1. Skip the baby food. Haven't we all looked at that little jar of pureed green beans and thought, "Yech!" And can anyone tell me why the jarred bananas are pink?!
One of my children had a total of 3 - 5 jars of baby food in his whole life. He grew just fine. In fact, people loved to pinch his cheeks, he was such a "filled-out" little baby.
It's cheaper to buy a bunch of bananas, leave them sit on the counter for a few days, then mash them with a fork. Or buy a big jar of natural applesauce that actually stays on the spoon long enough for you to get it to the baby's mouth. Use your blender and you can puree the real green beans yourself. I think (in my obviously non-expert opinion) this goes a long way towards developing a baby's taste for real foods later on.
2. Give it to 'em straight. I'll never forget the first time my oldest son had a broccoli casserole he promptly spit it out with the exclamation, "Mom! There's something in my broccoli!" I haven't made another one since. We just eat it "straight" with some sea salt and occasionally some real cheese.
3. Don't bring junk into the house. I think it was Kevin Leman, child psychologist, who had a mother come to him moaning that her child would eat nothing but junk food. He asked her how the boy was making the money to buy it and from what store he purchased it. She had to sheepishly admit that she bought it and brought it home herself.
The answer is obvious. If it's not there, they won't eat it. Probably the "junk" they get elsewhere won't be enough to do damage if they aren't getting it at home. (At least that's what I'm hoping!

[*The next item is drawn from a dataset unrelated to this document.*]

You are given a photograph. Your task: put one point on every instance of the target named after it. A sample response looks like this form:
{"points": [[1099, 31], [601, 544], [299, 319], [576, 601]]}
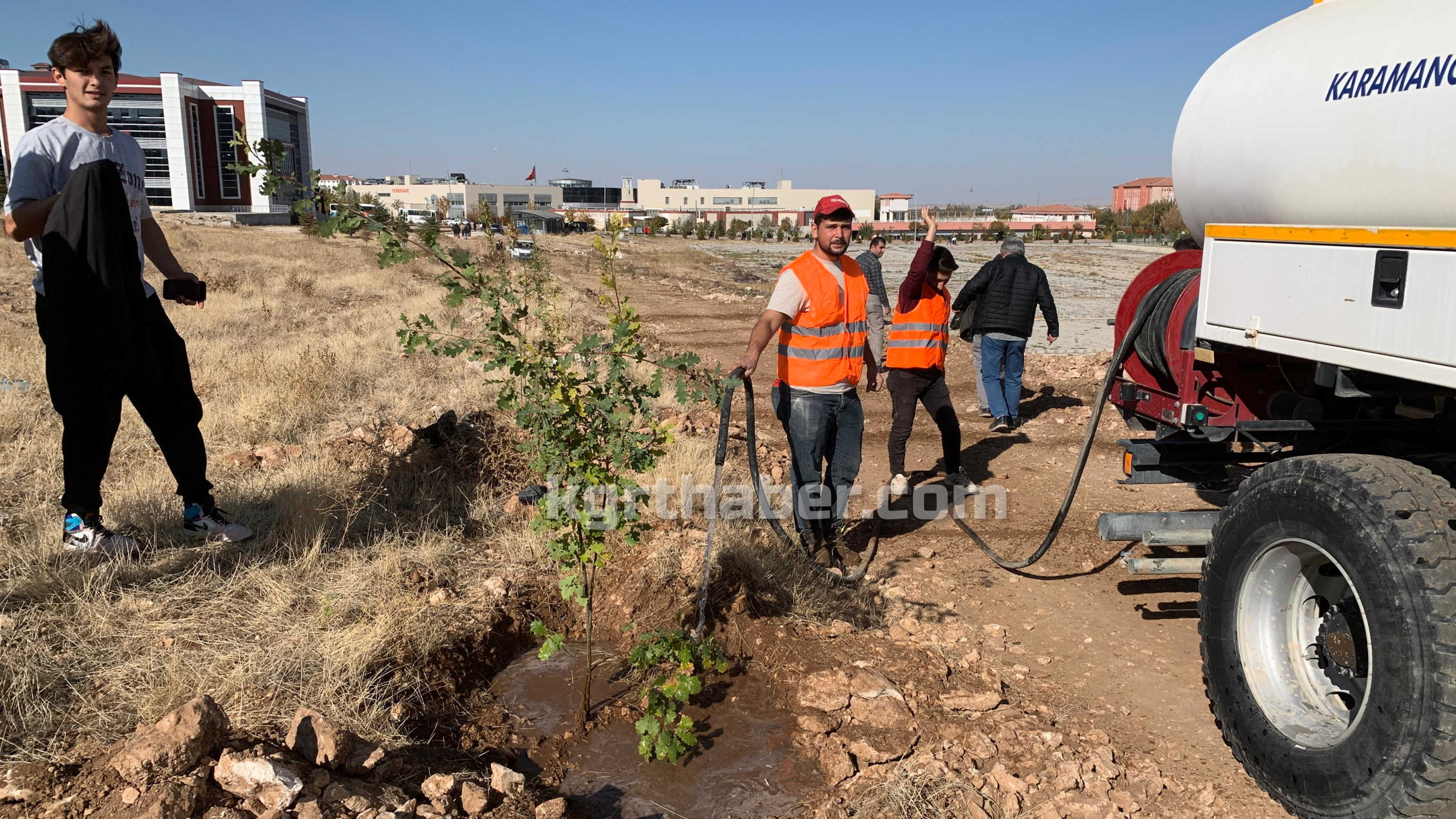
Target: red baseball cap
{"points": [[830, 204]]}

Not that I ever allow my children to eat chicken nuggets and french fries on road trips! I mean that would just be ridiculous with my writing a blog post like this!)
4. Don't make food a big deal. The truth is that at some point, if your child thinks carrots or broccoli is a big deal to you, he will simply refuse to eat it. Kids are smart like that. They know how to do power plays. (Not that I would have any experience with a child like that. Of course not!)
Offer the real food and limit the junk food, but don't overreact if your child refuses the good and leans toward the "bad". The simple truth is, when they are hungry, they will eat. If there is something real to eat, they will eat the real food. Sooner or later.